On rename, don’t delete the master. Copy it to the new name, so the
renamed file has the history from before the rename, but also *leave
that history in the original*. Give the original a new empty commit
as you did for delete, with a state of ‘Renamed’. If your RCS has
a properties extension, give that commit a rename-target property
naming what it was renamed to. Give the same commit on the master copy a renamed-from property referencing the source.

On copy, check out the file to be copied and start a new master with
no history. If your RCS has a properties extension, give that commit
a copied-target property naming what it was renamed to, and give the
initial commit of the copy a copied-from property referencing the
source.

On every commit, write a record to a journal file that looks like a
git-fast-import commit record, except that the <ref> parts are RCS
revision numbers.

You’re done. It may take you a bit to think through all the
retrieval cases, but they’re all covered by one indirection through
the journal file.

Don’t like the journal file? No problem, you just write a
sequence-numbered tag to all files for each commit. This would be
slower, though.

There are optimizations possible. Strictly speaking, if you have
an intact chain of rename properties you can get away with not
copying history to the target of a rename.

The key point is that once a revision has been appended to a specific
master, you *never delete it*. Ever. That simple rule and some pointer
chasing gives you a revision store that is robust in the presence of D,
R, and C operations. Nothing else does.

Not by coincidence, modern DVCSes use the same strategy.

He did raise one interesting point:

> Considering the debates still going on the “proper” way to handle
> renames and copies, I’m not sure it would have been accepted ;-)
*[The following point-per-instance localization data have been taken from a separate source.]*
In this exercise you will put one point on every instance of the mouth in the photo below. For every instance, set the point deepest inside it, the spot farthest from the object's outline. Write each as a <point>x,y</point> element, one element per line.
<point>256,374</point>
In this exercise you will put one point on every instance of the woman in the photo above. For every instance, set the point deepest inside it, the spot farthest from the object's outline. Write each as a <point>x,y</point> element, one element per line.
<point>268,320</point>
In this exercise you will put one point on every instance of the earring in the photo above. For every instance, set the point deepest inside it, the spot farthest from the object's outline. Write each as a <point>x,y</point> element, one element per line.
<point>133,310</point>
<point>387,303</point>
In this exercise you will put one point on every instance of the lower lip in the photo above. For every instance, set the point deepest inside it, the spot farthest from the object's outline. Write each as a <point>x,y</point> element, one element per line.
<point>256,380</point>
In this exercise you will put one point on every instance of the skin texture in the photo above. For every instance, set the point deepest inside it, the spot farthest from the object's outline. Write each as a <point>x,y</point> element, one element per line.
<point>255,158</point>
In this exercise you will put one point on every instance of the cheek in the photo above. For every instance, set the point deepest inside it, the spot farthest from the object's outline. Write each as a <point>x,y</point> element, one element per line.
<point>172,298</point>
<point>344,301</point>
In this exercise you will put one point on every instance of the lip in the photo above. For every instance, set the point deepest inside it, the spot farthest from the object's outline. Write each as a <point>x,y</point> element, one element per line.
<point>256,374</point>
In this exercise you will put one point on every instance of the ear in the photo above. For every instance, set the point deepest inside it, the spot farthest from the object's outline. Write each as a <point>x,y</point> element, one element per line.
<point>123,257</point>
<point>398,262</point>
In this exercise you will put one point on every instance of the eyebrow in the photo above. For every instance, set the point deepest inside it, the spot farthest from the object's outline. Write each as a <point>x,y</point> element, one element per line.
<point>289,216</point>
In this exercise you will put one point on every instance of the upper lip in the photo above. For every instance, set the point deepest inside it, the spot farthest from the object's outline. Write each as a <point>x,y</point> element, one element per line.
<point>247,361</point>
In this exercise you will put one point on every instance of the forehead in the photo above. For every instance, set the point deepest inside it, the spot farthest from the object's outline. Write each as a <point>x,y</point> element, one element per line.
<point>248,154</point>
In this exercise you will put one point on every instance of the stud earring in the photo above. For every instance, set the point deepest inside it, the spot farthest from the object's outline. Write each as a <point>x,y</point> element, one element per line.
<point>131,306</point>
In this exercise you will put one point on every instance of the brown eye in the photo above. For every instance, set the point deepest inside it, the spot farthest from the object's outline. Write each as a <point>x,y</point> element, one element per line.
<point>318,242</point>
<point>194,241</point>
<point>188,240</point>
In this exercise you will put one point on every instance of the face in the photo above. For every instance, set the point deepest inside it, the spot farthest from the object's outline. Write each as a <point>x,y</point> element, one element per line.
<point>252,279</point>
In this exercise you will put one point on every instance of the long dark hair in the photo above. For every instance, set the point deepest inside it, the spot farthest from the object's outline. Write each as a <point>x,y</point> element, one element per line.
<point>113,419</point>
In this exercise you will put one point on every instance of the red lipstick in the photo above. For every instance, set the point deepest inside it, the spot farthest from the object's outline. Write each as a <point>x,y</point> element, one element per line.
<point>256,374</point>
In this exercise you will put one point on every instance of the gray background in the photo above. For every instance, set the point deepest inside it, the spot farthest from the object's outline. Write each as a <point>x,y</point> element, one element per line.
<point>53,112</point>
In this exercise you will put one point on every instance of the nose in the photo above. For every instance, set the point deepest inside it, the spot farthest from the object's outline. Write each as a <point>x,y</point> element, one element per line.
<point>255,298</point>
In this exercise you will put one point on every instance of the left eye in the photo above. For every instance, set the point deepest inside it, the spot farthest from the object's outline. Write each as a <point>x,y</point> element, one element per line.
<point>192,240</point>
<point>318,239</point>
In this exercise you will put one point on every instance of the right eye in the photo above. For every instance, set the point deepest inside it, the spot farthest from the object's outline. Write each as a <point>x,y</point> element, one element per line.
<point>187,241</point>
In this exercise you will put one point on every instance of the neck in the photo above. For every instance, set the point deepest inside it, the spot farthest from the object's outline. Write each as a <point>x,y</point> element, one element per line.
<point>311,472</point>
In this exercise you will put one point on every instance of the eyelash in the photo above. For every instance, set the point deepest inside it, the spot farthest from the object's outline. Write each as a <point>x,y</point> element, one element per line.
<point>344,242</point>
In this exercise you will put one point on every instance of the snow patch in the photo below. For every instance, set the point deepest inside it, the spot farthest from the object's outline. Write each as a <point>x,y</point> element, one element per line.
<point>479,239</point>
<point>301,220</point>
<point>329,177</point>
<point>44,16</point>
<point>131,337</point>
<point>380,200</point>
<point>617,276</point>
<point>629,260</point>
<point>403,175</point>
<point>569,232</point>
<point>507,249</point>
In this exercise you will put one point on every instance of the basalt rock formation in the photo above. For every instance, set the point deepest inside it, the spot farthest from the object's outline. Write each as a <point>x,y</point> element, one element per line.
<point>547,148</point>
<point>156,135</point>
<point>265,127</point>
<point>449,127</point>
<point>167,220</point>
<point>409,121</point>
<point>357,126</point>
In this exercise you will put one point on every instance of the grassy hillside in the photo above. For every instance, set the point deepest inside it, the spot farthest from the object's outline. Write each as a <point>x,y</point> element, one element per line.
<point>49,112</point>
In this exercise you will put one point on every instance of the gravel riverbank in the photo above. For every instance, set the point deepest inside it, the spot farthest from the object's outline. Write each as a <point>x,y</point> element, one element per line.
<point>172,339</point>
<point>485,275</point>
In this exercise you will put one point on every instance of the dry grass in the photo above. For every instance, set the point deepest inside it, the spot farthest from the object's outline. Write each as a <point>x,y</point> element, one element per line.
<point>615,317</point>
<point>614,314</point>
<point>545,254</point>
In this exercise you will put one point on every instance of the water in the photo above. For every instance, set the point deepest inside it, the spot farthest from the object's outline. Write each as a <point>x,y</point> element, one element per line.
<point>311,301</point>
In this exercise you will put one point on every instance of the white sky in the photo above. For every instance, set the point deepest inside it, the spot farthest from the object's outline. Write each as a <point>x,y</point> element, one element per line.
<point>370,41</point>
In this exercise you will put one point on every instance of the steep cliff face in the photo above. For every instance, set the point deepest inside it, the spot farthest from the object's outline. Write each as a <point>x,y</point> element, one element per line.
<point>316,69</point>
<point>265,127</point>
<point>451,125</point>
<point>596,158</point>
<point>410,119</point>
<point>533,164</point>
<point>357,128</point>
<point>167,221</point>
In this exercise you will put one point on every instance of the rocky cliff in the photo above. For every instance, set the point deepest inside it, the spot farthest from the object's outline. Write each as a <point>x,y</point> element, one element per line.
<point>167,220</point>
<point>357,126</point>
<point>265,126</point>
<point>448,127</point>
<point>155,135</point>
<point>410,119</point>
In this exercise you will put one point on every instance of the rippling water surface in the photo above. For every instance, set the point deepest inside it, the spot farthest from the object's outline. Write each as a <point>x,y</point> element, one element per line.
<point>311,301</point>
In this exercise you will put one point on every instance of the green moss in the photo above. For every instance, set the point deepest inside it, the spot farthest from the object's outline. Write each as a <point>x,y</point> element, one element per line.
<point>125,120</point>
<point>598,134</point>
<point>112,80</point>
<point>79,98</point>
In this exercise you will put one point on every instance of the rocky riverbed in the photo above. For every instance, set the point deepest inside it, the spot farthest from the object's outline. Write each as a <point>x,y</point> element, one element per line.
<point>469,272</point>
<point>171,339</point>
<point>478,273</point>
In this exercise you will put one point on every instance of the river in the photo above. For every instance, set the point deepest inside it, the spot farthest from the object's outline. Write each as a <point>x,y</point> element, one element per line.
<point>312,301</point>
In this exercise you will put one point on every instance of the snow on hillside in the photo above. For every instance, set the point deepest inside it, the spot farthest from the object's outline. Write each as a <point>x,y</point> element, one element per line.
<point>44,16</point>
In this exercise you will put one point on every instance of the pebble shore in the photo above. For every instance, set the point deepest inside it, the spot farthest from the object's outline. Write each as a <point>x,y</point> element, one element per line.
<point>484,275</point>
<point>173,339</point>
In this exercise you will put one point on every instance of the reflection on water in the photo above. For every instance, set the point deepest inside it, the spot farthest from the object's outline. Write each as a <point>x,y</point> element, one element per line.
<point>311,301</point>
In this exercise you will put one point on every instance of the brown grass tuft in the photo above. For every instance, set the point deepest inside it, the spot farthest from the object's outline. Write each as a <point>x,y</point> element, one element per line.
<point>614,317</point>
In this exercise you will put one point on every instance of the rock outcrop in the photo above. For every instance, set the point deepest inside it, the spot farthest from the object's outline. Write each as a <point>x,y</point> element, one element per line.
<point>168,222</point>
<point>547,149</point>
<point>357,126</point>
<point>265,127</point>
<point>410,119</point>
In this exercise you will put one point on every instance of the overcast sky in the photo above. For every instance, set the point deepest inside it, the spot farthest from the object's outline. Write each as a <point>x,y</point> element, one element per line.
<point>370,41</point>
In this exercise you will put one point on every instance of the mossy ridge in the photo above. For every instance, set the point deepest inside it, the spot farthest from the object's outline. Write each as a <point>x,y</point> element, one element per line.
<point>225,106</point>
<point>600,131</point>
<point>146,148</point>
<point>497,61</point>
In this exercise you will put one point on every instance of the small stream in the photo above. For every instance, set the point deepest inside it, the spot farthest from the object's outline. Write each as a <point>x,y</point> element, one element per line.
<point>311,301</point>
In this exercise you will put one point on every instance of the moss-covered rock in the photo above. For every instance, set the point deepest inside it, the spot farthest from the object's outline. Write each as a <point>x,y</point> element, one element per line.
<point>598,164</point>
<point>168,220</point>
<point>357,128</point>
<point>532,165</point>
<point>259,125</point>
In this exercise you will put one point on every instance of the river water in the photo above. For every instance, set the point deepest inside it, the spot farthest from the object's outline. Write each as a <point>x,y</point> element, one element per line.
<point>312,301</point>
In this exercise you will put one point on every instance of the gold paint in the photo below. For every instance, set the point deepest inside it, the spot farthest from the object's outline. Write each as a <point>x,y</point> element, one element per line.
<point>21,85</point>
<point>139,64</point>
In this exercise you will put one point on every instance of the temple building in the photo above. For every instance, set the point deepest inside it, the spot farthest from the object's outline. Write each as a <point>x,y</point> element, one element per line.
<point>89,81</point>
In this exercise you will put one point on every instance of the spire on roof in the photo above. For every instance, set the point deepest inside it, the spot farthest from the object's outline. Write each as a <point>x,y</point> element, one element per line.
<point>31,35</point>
But it turns out that has an answer, too:

The above scheme gives you git-like semantics. For bzr-like semantics,
add one more wrinkle; a unique identity cookie assigned at master-creation
time that follows it through renames. Your storage management doesn’t
care about this cookie; only the merge algorithm cares.

All this is so simple [and actually implemented in rcs-fast-import] that
I’m now quite surprised the CVS people got it wrong. I could ship a
daemon that implemented these rules in a week, and could have done
so in 1985 if I’d known it was important.

Sigh…sometimes the hardest part is knowing what to spend your thinking time on. I console myself with the thought that, after all, I have gotten this right some times that it mattered.